Я рухнул на кровать, попросил у обслуживающей системы лед и аптечку. Струящиеся узоры текли по дальней стене: гипнотические формы в липкой черноте — вид искусства, который может заставить тебя подняться утром с желанием вскрыть себе вены, не зная почему.
Я включил трехмерное изображение и запросил «Новости независимых». Здесь их не принимали. Зато показали запись последних новостей Тау. Я слушал вполуха, глядя на вереницу нарушителей, пойманных на ввозе порнографии, на разбрасывании мусора, на том, что они вышли из общественного туалета, не вымыв рук. Я ожидал услышать что-нибудь о похищении ребенка. Но об этом не было ни слова. Промелькнул короткий, пустой репортаж о прибытии исследовательской экспедиции с моментами вечера в Гнезде. Заканчивался репортаж видом рифов и снимком облачных китов.
Я дотянулся до шлема и запросил все, что заложено в системе о рифах и облачных китах. Маска сама опустилась на лицо, и комната исчезла. Я выключил звук, так как уже знал все, чем меня собирались пичкать от лица Тау. Хотя бы несколько минут я мог быть там, где мне хотелось быть, ощущая прикосновение ветра, просматривая вид за видом, и каждый из них уносил меня все глубже в тайну, которую мои чувства называли красотой…
В конце концов поток образов — наслоения рифов, простершиеся на зеленой планете как подношение Богу, облачные киты, гонимые ветром, как залитый солнцем туман по лазурному небу, застыл в моем восприятии. Я лежал неподвижно, пока последний призрачный образ не выгорел сам собой в моих нервных окончаниях.

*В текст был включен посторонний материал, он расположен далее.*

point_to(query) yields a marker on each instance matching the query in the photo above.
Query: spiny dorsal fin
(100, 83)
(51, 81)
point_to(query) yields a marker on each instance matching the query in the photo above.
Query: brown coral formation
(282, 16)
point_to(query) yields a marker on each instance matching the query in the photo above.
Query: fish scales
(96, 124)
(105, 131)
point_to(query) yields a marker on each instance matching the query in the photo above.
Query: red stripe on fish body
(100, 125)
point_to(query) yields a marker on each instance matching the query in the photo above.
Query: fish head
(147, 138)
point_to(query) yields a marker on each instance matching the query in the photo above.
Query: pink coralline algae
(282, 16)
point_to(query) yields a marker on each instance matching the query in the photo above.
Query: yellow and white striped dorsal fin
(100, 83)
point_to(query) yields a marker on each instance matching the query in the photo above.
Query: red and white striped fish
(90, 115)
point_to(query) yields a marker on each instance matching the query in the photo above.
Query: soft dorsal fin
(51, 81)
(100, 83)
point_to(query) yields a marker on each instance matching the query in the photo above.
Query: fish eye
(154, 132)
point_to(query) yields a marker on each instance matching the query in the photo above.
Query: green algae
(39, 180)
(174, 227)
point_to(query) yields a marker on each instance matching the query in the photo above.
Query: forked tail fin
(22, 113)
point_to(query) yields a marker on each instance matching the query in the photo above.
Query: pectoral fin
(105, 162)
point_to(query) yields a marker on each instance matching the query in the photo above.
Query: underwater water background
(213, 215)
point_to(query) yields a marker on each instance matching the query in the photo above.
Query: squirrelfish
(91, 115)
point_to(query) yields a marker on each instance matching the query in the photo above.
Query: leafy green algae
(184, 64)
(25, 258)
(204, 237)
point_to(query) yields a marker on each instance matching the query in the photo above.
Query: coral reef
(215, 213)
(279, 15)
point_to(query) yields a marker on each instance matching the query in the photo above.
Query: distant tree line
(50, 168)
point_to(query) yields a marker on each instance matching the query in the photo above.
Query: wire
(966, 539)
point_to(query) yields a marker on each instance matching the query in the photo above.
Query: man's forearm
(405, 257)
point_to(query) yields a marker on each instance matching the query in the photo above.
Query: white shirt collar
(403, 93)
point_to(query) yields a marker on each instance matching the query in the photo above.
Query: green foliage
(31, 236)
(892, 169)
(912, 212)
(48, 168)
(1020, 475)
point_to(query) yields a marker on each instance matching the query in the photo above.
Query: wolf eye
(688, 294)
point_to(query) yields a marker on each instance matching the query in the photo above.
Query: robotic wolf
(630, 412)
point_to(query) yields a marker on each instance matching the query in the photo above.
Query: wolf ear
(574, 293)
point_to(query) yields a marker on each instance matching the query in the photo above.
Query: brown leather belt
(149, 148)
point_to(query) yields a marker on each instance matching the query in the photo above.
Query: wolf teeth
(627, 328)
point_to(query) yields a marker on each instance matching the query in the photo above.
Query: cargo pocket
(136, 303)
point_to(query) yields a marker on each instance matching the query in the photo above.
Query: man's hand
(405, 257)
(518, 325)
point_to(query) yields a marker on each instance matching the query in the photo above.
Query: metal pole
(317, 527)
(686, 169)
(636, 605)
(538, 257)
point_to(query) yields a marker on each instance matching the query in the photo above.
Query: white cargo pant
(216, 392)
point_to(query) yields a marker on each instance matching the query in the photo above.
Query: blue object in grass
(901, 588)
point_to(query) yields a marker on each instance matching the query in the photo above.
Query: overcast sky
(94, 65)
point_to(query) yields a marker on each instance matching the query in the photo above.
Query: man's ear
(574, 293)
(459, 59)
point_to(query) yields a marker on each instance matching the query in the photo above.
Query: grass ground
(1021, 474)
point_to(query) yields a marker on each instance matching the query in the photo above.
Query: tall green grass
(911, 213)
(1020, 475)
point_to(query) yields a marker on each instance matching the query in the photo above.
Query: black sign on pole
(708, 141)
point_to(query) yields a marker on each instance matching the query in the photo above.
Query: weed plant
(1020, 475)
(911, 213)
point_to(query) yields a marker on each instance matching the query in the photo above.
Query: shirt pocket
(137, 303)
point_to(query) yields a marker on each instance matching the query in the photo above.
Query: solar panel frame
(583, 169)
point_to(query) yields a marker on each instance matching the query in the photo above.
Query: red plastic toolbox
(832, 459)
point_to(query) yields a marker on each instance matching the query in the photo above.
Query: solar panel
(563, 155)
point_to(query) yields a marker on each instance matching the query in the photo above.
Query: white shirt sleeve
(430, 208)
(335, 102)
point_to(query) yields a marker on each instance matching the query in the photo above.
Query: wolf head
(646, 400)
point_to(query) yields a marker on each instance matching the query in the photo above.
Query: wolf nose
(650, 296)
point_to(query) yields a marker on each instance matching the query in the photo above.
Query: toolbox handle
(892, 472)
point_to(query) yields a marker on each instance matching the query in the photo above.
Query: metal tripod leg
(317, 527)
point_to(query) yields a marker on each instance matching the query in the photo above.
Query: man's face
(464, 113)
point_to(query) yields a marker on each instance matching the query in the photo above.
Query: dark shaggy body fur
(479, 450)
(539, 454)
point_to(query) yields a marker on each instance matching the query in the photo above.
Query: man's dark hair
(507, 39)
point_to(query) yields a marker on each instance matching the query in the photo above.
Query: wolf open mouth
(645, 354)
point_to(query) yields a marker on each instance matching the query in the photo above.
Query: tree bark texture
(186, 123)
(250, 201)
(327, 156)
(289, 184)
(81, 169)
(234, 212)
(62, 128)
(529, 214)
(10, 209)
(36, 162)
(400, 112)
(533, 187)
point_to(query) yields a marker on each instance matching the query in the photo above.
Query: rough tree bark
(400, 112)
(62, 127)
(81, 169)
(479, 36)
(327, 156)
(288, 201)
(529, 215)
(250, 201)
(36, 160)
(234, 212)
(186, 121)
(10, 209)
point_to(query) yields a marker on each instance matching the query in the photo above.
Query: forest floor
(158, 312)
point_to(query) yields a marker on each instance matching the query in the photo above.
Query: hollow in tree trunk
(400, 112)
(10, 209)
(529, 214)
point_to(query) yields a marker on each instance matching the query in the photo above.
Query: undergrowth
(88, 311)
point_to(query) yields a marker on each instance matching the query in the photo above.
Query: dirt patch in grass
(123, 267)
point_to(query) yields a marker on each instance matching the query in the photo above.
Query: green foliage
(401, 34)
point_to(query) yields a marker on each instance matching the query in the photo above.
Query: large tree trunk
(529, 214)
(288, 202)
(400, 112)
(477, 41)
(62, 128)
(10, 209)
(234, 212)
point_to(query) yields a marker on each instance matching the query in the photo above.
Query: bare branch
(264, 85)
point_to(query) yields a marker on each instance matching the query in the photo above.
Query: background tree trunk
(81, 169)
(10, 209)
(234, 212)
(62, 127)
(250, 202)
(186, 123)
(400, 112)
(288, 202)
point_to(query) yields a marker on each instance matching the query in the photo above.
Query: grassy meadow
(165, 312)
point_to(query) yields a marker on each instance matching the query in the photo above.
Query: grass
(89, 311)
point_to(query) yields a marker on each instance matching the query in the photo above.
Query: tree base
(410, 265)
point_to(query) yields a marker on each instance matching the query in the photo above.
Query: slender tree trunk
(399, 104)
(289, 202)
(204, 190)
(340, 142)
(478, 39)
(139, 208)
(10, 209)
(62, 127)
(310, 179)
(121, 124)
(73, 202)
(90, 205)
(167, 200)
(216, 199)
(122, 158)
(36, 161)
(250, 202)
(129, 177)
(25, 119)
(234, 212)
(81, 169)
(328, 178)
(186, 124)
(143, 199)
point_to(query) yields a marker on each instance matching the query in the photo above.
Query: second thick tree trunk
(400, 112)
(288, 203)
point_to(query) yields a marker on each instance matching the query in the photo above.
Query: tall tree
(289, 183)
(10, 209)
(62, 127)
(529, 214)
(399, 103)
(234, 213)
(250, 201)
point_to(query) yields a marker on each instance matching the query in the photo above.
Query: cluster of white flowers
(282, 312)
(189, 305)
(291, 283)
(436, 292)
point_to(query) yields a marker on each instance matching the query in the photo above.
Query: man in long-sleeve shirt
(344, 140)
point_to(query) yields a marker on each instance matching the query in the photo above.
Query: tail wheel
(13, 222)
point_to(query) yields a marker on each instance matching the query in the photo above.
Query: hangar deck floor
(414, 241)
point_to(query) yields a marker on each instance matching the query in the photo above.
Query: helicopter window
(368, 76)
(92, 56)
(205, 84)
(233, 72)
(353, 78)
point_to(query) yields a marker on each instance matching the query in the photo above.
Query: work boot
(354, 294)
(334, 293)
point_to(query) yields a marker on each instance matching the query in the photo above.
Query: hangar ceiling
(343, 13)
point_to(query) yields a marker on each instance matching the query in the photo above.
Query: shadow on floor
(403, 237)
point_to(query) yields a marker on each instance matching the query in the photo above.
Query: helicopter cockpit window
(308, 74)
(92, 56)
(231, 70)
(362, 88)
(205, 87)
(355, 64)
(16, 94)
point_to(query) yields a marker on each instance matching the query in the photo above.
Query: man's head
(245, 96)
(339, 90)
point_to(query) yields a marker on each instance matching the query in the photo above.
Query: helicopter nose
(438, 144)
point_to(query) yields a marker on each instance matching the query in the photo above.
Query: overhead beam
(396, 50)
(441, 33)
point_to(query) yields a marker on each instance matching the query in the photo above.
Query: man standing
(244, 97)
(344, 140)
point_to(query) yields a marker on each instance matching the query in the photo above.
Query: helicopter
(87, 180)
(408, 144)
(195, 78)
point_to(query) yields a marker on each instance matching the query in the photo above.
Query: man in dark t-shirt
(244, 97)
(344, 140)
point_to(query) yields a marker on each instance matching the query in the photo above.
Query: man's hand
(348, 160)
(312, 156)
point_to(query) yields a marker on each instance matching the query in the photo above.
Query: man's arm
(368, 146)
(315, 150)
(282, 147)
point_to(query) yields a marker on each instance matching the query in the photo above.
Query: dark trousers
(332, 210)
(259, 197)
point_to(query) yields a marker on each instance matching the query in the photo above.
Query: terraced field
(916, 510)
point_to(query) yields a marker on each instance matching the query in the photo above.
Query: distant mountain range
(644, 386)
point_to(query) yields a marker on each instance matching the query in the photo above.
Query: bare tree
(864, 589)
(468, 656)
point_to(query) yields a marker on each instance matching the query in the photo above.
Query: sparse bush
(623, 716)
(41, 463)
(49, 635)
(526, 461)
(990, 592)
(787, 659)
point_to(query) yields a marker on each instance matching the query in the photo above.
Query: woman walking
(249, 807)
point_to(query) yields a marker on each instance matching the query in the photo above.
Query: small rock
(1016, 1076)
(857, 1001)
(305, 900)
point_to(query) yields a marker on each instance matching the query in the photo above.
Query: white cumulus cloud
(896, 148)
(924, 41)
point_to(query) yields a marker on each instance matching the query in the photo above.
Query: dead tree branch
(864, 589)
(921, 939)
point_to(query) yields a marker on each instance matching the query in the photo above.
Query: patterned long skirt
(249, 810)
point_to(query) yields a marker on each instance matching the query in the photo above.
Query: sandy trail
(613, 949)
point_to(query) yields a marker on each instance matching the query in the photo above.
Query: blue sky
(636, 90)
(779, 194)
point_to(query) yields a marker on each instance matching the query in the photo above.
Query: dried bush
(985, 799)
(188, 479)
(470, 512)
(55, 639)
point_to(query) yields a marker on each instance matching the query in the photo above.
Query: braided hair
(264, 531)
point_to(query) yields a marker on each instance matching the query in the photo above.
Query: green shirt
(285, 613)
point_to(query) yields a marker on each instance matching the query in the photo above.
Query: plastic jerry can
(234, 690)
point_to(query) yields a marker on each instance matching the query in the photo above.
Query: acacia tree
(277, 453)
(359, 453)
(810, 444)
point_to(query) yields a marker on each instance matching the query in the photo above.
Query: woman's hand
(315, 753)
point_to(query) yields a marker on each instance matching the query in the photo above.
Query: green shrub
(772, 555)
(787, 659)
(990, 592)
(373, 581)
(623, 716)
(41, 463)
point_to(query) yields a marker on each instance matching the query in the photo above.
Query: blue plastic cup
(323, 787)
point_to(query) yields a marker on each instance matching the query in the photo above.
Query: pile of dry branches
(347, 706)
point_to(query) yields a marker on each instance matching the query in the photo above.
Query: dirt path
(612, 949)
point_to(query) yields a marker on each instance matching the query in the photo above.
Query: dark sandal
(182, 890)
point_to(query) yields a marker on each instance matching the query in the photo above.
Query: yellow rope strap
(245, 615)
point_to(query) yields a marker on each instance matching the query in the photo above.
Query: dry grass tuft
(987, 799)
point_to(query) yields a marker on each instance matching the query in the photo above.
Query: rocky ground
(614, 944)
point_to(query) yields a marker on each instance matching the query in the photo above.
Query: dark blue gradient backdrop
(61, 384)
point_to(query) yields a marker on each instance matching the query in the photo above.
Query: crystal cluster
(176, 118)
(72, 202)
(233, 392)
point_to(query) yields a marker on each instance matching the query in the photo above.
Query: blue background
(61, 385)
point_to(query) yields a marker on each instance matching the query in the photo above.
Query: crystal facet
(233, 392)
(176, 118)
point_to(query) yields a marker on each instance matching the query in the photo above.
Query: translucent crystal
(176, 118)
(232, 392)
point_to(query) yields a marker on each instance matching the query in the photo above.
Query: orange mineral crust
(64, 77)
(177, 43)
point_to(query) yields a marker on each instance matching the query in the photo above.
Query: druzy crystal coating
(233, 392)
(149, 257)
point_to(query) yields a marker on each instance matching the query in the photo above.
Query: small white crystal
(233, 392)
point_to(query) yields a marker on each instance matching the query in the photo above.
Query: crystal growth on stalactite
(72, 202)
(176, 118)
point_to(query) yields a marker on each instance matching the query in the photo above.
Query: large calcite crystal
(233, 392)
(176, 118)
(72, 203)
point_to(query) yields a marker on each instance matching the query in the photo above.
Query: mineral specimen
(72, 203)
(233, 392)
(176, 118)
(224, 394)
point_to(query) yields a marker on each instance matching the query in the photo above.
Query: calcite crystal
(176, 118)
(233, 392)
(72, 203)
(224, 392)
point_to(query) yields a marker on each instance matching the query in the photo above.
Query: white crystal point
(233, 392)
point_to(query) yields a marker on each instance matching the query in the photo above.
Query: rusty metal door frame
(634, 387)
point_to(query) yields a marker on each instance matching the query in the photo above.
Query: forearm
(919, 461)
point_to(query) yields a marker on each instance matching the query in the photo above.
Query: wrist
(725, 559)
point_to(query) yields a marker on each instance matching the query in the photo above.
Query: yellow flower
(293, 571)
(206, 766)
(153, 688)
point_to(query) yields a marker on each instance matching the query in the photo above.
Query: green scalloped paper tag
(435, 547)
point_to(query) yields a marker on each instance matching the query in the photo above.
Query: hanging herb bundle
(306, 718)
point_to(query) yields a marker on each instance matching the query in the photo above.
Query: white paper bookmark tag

Я наслаждался этими изображениями, но события прошедшего дня оставались со мной.
Я настойчиво заставлял себя вспомнить, почему нахожусь здесь. Киссиндра Перримид хотела видеть меня в составе своей команды, потому что я мог интерпретировать лучше, чем кто-либо другой. Я не для того прибыл на Убежище, чтобы быть арестованным во Фриктауне, чтобы унизить себя или ее, чтобы заставить Тау сожалеть о том, что правление пригласило нас выполнить задание, которое не принесет корпорации прибыли.